In State v. White, 4 Wn. App. 668, 483 P.2d 867 (1971), it was acknowledged that evidence of prior robberies was *777 admissible to establish identity, common scheme or design; but it was claimed that it was improper to join them in one information, the defendant arguing that having to defend against a multiple count indictment had a prejudicial and confounding effect. The court upheld the joinder of the multiple robbery counts. See also Draper v. Rhay, 242 F. Supp. 829 (E.D. Wash. 1964).

[3] We turn to a consideration of whether evidence of one of the robberies would have been admitted as proof of the charge brought on the other to prove plan, scheme or design. The court said in State v. Conley, 3 Wn. App. 579, 580, 476 P.2d 544 (1970):

The statute permits joinder against a single defendant if the offenses ... are of the same class of crimes or offenses. State v. Brunn, 145 Wash. 435, 260 P. 990 (1927).
...
Had severance been granted and Conley tried for the firearms violation alone, evidence of his possession of the tires and the circumstances surrounding his acquisition would have been relevant and admissible in establishing the inference he was also in possession of the pistol. State v. Slaney, 68 Wn.2d 93, 411 P.2d 426 (1966). If evidence of one crime is admissible to prove an element of a second, joinder of the two crimes cannot be said to be unlawfully prejudicial, where the criteria of this statute is otherwise met.
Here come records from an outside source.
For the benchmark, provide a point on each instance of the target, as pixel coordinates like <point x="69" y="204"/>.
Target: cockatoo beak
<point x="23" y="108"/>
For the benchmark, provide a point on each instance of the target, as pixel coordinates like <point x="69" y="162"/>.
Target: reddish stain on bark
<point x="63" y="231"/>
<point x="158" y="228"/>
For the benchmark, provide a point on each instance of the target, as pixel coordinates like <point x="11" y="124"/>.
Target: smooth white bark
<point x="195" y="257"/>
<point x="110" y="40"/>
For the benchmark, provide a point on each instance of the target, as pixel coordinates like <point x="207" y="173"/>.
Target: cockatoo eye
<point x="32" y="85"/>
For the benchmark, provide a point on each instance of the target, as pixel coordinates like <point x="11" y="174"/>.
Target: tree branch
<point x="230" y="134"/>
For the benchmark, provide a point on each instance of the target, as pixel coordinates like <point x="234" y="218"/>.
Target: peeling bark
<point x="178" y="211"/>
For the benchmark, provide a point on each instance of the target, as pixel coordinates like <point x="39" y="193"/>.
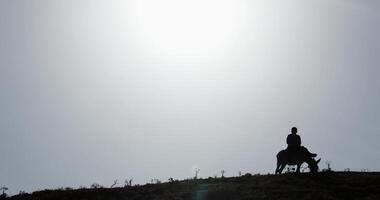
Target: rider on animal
<point x="294" y="143"/>
<point x="295" y="154"/>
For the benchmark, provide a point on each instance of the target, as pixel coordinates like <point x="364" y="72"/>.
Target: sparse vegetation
<point x="304" y="186"/>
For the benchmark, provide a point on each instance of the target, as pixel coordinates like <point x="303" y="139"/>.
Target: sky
<point x="94" y="91"/>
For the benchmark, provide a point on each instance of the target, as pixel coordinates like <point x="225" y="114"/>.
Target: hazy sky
<point x="93" y="91"/>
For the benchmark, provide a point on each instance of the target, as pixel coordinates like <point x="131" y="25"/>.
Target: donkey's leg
<point x="281" y="168"/>
<point x="298" y="168"/>
<point x="278" y="167"/>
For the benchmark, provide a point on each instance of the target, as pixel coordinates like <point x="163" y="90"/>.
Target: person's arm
<point x="287" y="139"/>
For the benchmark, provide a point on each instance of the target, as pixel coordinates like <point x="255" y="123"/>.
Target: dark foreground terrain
<point x="327" y="185"/>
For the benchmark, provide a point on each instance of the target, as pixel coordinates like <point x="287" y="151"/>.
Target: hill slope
<point x="332" y="185"/>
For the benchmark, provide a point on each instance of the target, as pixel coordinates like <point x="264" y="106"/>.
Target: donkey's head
<point x="313" y="165"/>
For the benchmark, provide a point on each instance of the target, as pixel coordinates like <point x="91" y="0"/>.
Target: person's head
<point x="294" y="130"/>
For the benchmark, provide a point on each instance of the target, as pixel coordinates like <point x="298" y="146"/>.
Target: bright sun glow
<point x="187" y="28"/>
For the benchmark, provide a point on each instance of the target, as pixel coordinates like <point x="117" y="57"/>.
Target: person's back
<point x="294" y="143"/>
<point x="293" y="140"/>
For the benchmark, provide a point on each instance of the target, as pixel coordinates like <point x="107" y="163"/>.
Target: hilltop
<point x="324" y="185"/>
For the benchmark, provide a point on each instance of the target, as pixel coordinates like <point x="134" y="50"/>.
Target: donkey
<point x="297" y="158"/>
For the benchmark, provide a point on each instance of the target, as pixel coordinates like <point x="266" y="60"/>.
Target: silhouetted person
<point x="294" y="143"/>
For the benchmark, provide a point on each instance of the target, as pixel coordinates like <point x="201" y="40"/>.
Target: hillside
<point x="327" y="185"/>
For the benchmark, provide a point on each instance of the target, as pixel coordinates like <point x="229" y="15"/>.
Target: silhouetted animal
<point x="296" y="158"/>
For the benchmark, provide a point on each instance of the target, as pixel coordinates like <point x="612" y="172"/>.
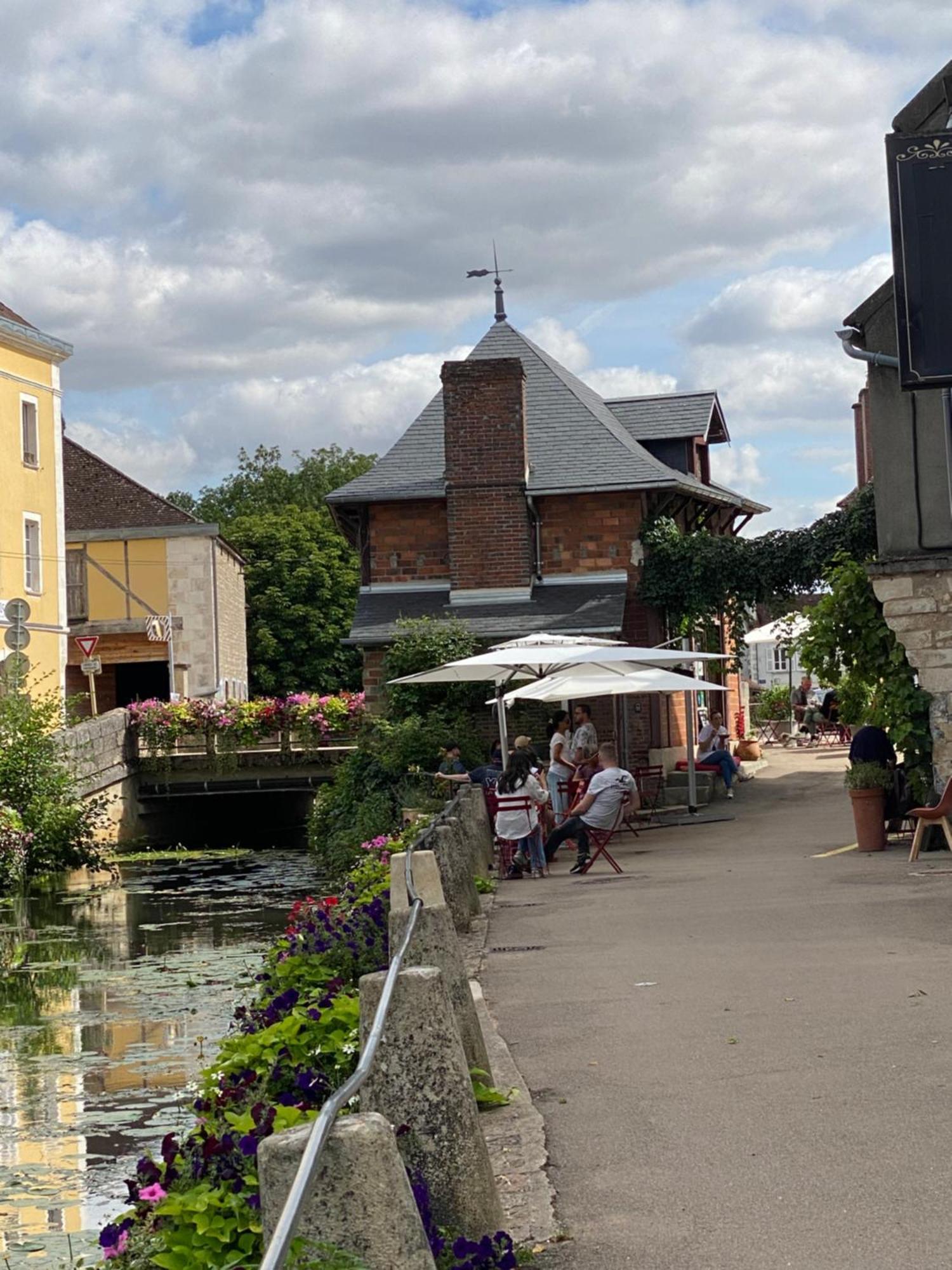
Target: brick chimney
<point x="864" y="440"/>
<point x="484" y="425"/>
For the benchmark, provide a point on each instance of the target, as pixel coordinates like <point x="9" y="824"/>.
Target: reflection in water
<point x="110" y="1001"/>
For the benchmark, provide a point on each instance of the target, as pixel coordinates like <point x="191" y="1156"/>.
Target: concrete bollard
<point x="436" y="943"/>
<point x="421" y="1079"/>
<point x="361" y="1200"/>
<point x="477" y="825"/>
<point x="456" y="876"/>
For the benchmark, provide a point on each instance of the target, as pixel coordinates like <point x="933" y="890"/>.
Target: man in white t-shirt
<point x="610" y="791"/>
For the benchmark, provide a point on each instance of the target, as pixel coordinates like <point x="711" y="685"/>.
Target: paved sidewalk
<point x="781" y="1095"/>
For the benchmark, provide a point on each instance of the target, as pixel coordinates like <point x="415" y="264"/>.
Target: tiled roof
<point x="101" y="497"/>
<point x="671" y="416"/>
<point x="574" y="440"/>
<point x="592" y="608"/>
Drew v. United States, 331 F.2d 85, 88 (D.C. Cir.1964).

State v. Ranicke, 3 Wn. App. 892, 895, 479 P.2d 135 (1970), set forth the common scheme, plan or identity rule as follows:

The general rule stated in State v. Goebel, 40 Wn.2d 18, 21, 240 P.2d 251 (1952), is that a defendant must be tried for the offenses charged in the information, and evidence of unrelated crimes may not be admitted unless certain exceptions exist:
These exceptions are to show (1) motive, (2) intent, (3) the absence of accident or mistake, (4) a common scheme or plan, or (5) identity. This list of exceptions is not necessarily exclusive, the true test being whether the evidence as to other offenses is relevant *778 and necessary to prove an essential ingredient of the crime charged. State v. Lew, 26 Wn. (2d) 394, 174 P. (2d) 291.
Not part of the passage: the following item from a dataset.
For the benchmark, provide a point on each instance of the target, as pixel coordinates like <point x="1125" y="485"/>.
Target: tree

The test is whether the questioned evidence tends to establish motive, intent, absence of accident or mistake, common scheme or plan, or identity or presence. State v. Boggs, 80 Wn.2d 427, 495 P.2d 321 (1972). We think the evidence of the participation in the other robbery would show the common plan, scheme and design similarity between the two crimes. Both were nighttime robberies of retail establishments conducted by two or three accomplices who took cash and made their escape by automobile. The defendant was identified as being the man who held the gun in both robberies. This evidence would be admissible, in any event, to show plan, scheme, design or identity whether the transactions were joined in one information or only one count was charged; and, therefore, the joinder of the two counts was not prejudicial or confounding and was proper. The elements found persuasive in State v. Smith, supra, as dispelling prejudice and confusion are present here. See also State v. Courville, 63 Wn.2d 498, 387 P.2d 938 (1963); State v. Hink, 6 Wn. App. 374, 492 P.2d 1053 (1971); 41 Am.Jur.2d Indictments and Informations § 224 (1968).

The defendant argues he should have an absolute right to severance since the two offenses were joined for trial solely on the ground that they are of the same character and that the adoption of Washington Proposed Rules of Criminal Procedure, Rule 4.4(b)(1) would give him such a right. The rule has not been adopted, however; and RCW 10.37.060 and cases construing it are the law until changed.

The judgment is affirmed.

HOROWITZ, C.J., and WILLIAMS, J., concur.

Petition for rehearing denied January 26, 1973.

Review denied by Supreme Court March 20, 1973.